At the end of class, review the class on their
findings with the following questions:
- Do your graphs look as you expected them to?
Why or why not?
- What do you think a T vs. time graph would
look like? (falling from left to right).
- How much effect did the catalyst have on the
rate of the reaction?
English-Students write a detailed laboratory
report including conclusion and sources of error.
Math-Students calculate the concentrations
of the solutions by hand instead of relying on the Excel program.
Math-Students study the rate of change
of chemical reactions using rudimentary differential calculus (if applicable
for that grade level)
Health-Students make a flow chart demonstrating
the specific enzymes required to break down food during the digestive process.
- Take a fieldtrip to your local dairy farm,
cheese factory, or brewery. What enzymes are used in these processes?
Under what conditions must the reactions take place to keep the enzyme
active? Write a report or prepare a PowerPoint presentation about the
industry you chose and its reliance on enzymes.
- Visit a cement company. Find out the amount
of time required for cement to form up. What would be some of the consequences
of not allowing it enough time? What would be some of the consequences
if the cement hardened to quickly? Why are the cement drums on the trucks
always spinning?
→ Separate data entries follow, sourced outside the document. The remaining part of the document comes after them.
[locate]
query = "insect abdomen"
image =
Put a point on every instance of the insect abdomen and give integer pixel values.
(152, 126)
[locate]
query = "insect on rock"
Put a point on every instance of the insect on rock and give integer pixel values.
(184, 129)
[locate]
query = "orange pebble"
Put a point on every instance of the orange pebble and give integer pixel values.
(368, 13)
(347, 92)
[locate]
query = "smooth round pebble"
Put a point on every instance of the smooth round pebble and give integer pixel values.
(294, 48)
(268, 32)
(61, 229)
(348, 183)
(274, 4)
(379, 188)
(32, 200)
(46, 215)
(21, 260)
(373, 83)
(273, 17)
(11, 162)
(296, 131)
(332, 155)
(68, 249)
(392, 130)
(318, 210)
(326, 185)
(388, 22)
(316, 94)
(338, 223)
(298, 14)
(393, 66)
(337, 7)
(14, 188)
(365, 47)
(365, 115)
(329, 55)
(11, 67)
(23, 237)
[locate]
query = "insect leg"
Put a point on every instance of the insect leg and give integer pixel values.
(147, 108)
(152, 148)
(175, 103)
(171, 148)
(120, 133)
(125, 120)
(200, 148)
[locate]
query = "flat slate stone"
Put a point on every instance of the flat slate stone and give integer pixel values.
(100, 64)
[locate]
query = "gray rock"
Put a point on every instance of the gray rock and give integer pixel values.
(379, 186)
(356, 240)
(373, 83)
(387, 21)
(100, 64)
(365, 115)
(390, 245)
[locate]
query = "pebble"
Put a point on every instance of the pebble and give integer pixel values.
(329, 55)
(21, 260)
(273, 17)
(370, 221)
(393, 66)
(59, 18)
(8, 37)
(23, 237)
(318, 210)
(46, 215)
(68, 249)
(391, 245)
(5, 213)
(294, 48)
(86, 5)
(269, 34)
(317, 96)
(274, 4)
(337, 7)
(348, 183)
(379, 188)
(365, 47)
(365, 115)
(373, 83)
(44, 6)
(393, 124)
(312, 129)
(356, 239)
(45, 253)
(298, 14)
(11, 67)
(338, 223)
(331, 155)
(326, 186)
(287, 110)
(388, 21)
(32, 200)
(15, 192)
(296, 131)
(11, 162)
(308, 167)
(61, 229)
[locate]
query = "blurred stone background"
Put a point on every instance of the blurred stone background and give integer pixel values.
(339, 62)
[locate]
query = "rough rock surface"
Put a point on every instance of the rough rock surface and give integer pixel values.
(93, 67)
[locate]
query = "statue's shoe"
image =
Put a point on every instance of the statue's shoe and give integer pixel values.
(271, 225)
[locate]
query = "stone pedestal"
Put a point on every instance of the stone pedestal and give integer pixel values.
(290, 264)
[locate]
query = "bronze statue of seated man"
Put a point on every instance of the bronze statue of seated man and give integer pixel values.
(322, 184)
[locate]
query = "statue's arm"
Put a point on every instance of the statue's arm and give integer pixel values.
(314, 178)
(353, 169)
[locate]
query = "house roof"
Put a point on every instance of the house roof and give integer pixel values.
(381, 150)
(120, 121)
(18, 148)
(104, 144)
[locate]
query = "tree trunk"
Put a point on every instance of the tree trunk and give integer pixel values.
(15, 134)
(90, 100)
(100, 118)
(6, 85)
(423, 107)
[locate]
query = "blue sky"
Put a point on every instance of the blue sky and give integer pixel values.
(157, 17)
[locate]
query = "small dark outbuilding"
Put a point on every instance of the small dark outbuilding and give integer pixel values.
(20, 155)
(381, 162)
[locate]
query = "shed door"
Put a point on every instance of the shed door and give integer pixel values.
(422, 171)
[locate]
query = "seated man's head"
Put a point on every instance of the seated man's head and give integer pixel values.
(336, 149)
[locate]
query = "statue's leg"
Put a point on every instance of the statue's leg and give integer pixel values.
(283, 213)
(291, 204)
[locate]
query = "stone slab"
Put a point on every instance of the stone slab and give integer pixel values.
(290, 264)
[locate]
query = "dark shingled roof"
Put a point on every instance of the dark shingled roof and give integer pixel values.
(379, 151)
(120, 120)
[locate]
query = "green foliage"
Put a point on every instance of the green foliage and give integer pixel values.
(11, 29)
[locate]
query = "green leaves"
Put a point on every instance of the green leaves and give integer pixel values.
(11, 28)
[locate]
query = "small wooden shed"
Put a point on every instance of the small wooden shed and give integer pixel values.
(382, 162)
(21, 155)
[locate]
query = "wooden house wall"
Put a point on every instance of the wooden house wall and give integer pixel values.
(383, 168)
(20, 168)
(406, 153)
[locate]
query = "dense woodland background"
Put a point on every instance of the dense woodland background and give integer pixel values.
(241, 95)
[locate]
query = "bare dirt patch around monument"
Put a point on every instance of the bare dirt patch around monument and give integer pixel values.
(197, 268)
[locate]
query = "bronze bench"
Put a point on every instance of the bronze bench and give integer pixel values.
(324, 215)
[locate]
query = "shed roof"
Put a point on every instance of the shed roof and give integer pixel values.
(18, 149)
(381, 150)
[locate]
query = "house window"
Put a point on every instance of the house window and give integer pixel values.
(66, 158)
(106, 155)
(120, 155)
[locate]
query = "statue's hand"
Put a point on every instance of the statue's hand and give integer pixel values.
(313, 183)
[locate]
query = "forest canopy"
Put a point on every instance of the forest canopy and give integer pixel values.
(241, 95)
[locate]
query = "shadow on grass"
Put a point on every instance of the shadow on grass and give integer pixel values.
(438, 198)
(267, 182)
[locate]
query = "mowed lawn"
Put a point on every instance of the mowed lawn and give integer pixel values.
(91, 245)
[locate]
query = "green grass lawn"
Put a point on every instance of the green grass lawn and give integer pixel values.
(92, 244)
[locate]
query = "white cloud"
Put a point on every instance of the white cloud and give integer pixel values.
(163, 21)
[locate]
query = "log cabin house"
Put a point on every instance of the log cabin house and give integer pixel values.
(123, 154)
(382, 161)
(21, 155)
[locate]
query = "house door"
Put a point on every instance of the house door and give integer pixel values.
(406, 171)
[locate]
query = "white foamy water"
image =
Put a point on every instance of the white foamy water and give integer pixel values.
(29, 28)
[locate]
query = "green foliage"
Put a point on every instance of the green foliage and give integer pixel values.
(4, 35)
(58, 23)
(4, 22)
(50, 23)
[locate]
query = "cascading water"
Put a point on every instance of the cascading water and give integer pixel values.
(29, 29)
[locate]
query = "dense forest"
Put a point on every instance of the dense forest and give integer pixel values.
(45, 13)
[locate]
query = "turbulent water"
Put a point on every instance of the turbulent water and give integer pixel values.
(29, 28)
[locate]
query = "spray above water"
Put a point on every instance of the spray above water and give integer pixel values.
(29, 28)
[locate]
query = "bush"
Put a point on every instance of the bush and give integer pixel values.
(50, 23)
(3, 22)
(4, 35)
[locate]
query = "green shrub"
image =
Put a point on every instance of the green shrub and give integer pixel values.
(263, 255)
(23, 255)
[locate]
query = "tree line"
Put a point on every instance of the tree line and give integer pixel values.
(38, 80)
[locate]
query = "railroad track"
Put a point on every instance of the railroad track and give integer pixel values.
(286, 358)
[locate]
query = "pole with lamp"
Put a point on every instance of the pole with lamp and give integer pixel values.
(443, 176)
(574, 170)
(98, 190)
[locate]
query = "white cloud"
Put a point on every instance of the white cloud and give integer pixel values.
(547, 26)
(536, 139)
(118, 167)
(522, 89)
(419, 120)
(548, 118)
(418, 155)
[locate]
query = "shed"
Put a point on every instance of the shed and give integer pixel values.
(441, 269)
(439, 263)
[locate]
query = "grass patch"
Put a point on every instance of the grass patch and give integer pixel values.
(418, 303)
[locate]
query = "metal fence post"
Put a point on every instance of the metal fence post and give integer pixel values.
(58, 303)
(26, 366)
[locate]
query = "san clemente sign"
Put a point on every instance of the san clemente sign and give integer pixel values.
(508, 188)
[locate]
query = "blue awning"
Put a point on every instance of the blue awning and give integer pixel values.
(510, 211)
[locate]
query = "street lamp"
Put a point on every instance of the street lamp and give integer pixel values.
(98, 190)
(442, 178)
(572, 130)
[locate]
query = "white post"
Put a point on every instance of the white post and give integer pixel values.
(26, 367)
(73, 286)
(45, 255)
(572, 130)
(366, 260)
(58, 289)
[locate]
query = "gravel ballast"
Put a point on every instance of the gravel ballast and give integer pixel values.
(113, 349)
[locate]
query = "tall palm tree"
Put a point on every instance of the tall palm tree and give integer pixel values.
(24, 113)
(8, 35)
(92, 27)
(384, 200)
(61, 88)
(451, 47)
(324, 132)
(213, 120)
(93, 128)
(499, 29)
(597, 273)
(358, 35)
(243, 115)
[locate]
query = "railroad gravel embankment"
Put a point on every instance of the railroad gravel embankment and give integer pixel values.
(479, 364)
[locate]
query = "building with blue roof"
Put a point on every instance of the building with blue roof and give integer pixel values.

Write a report about the Chemistry behind cement.
- Go to your local library and research enzymes
in the body. Consult a physician. How many enzymes are in the human
body? What are some examples of diseases that occur as a result of a
person lacking that enzyme? While there are too many to list, prepare
a report of a disease about which you learned. Consult a physician or
the Internet, and provide examples of symptoms and prognoses.